Meet the ‘miracle’ baby born using ovary frozen in mum’s childhood.
A 24-year-old woman has given birth in London after doctors restored her fertility using ovarian tissue preserved when she was nine, reports ABC news.
Although ovarian tissue transplants work for older women, doctors have never successfully used tissue from such a young child, and experts say the news gives hope to women with childhood illnesses.
Moaza Al Matrooshi was born in Dubai with a serious blood disorder. By the age of nine she needed chemotherapy, which resulted in her ovaries becoming damaged.
Before the treatment doctors froze tissue from her right ovary with the hope it could be used to restore her fertility later in life.
She never thought she would be able to give birth.
“It’s a miracle that I have my baby now,” she said.

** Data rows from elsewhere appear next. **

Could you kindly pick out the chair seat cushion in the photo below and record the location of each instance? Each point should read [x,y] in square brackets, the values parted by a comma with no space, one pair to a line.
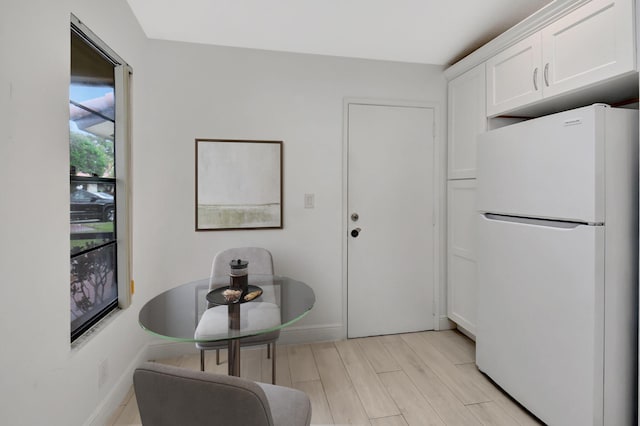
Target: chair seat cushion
[289,407]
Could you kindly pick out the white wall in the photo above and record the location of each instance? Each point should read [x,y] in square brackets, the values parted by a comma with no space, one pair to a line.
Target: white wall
[181,92]
[197,91]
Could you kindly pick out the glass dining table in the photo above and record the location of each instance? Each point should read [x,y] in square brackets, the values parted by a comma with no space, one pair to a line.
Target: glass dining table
[199,312]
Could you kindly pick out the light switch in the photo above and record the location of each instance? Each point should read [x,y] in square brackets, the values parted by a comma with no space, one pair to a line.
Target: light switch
[309,201]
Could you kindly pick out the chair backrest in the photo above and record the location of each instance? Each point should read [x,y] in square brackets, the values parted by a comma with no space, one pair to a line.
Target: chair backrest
[170,396]
[260,260]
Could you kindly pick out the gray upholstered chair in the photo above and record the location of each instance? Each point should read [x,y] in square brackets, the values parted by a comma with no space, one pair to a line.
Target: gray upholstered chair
[169,396]
[260,262]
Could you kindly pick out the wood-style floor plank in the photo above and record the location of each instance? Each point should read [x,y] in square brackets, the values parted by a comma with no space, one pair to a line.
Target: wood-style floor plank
[389,421]
[450,409]
[420,373]
[373,394]
[283,375]
[378,355]
[301,363]
[320,412]
[344,403]
[466,390]
[490,413]
[512,408]
[415,409]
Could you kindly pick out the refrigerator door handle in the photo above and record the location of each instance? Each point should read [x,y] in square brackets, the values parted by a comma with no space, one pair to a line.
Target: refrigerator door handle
[548,223]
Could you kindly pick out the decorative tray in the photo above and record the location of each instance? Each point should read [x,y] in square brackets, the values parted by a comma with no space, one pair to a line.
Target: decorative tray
[216,296]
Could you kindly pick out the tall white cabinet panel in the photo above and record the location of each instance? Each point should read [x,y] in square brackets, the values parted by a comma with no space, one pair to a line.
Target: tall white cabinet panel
[513,76]
[461,277]
[591,44]
[468,118]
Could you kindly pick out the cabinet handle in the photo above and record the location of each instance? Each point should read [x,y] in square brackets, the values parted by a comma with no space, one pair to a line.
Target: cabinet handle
[546,74]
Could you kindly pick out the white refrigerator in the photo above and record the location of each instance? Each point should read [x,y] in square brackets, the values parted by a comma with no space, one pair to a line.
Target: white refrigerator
[557,264]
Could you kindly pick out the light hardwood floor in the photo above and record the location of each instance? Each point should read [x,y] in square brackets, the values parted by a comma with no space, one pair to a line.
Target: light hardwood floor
[427,378]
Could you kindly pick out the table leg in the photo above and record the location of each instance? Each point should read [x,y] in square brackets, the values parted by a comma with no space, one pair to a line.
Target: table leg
[234,357]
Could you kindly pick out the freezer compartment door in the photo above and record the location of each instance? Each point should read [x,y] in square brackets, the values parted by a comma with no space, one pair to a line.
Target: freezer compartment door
[550,167]
[540,315]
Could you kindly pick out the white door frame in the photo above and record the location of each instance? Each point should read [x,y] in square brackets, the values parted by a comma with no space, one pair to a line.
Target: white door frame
[439,194]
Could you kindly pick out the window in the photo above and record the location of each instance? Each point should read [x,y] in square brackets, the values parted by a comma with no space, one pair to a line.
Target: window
[98,178]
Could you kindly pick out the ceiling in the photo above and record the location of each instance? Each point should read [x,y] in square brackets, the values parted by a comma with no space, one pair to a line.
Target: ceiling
[421,31]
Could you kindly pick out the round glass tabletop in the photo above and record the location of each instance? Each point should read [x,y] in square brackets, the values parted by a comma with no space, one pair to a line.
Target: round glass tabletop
[185,313]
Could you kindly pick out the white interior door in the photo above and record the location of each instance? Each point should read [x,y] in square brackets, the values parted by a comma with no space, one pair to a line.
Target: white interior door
[391,190]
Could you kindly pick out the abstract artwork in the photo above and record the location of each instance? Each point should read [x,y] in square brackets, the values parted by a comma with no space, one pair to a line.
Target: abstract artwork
[238,184]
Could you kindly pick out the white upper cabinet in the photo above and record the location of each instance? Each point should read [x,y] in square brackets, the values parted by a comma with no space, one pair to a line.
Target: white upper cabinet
[513,76]
[589,45]
[467,118]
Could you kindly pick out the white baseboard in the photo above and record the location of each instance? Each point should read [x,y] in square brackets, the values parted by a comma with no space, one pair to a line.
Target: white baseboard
[445,323]
[103,412]
[467,333]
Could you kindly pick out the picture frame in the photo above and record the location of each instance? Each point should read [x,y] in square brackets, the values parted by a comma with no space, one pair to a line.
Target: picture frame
[238,184]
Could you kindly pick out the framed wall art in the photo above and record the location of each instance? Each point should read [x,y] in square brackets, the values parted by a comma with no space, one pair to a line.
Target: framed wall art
[238,184]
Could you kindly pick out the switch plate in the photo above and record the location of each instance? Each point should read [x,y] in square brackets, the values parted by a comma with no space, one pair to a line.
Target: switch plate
[309,201]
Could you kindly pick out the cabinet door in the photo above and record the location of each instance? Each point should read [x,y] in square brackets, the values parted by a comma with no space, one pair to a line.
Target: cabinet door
[591,44]
[514,76]
[467,118]
[461,256]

After more than a decade in storage, the frozen tissue was stitched onto Ms Al Matrooshi’s damaged left ovary during surgery in Denmark.

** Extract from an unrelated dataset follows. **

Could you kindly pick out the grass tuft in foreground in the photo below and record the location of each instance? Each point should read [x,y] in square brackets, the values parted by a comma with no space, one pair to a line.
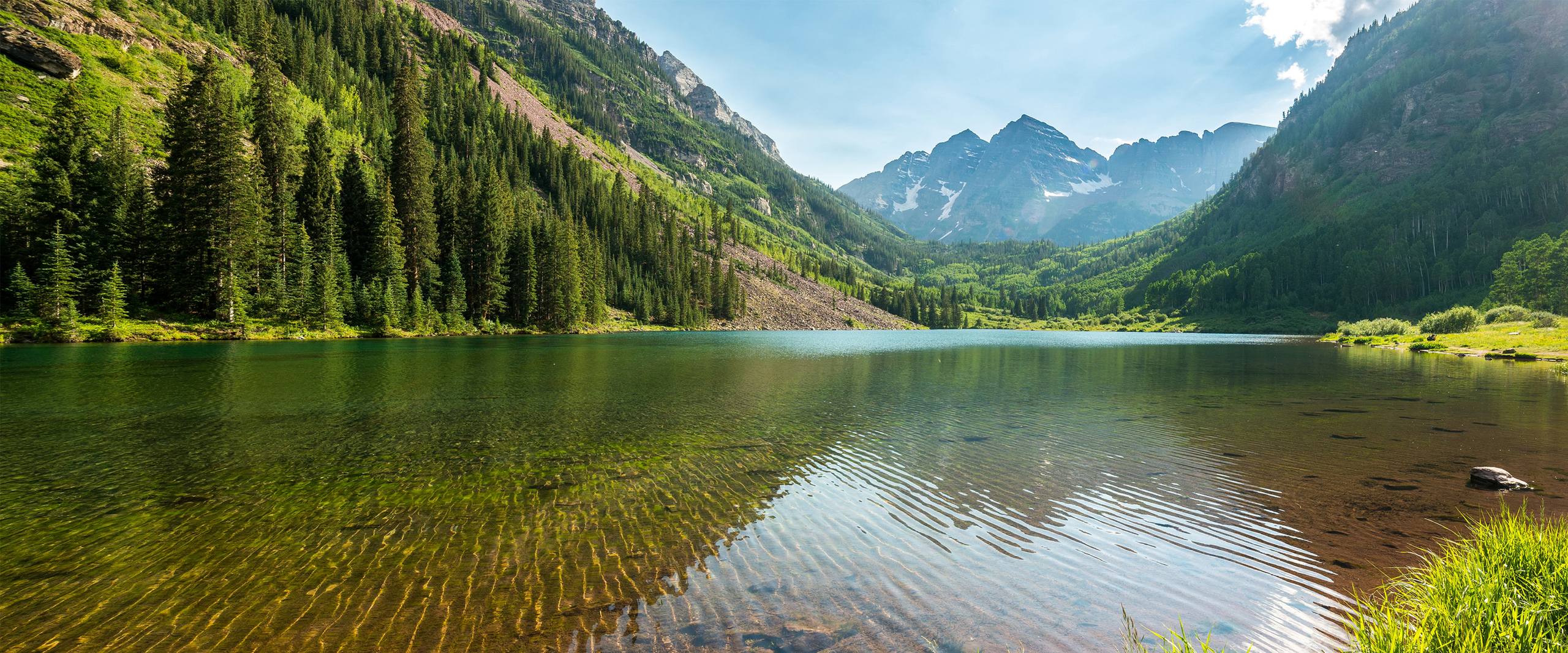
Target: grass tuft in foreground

Dr Sara Matthews, Ms Al Matrooshi’s fertility specialist, spoke to the BBC’s medical correspondent Fergus Walsh about the procedure.
“It was put back into Moaza… into an ovary that was basically failing, into a maelstrom of hormones — and it may have just decided not to do anything,” she said.
“But it reactivated and then told the body that the body was no longer going through menopause, and then the ovary started to work again and produce eggs like a young ovary would do.”
It began producing eggs within months.
“We’ve been waiting for a long time for something like this, and it’s been a process over the last two years to arrange it,” Dr Matthews said.
“But to see a baby at the end of it all is absolutely wonderful.”
Professor Michael Chapman, president of the Fertility Society of Australia, said that a similar project was underway in Australia and the successful procedure in London was “as a first step, great news.”
“We in Australia have been freezing such tissue now for around 15 years, but we’ve never had the opportunity to transplant it back into a young lady once she’s gone through puberty,” he said.
Professor Chapman said he was expecting similar procedures to take place in Australian hospitals in the not-too-distant future.
“If you think about it, these girls are now only in their early 20s — even the first tissue that we froze — so the opportunity hasn’t yet arisen,” he said.
“This sort of technology is giving hope to girls suffering from cancer and gives them hope for future fertility.
“Childhood cancer is not curable, but the success rates are hugely better than they were 10 years ago.
“So these girls are looking to a future for their fertility, as well as survival.”
Amazing what modern medicine can do.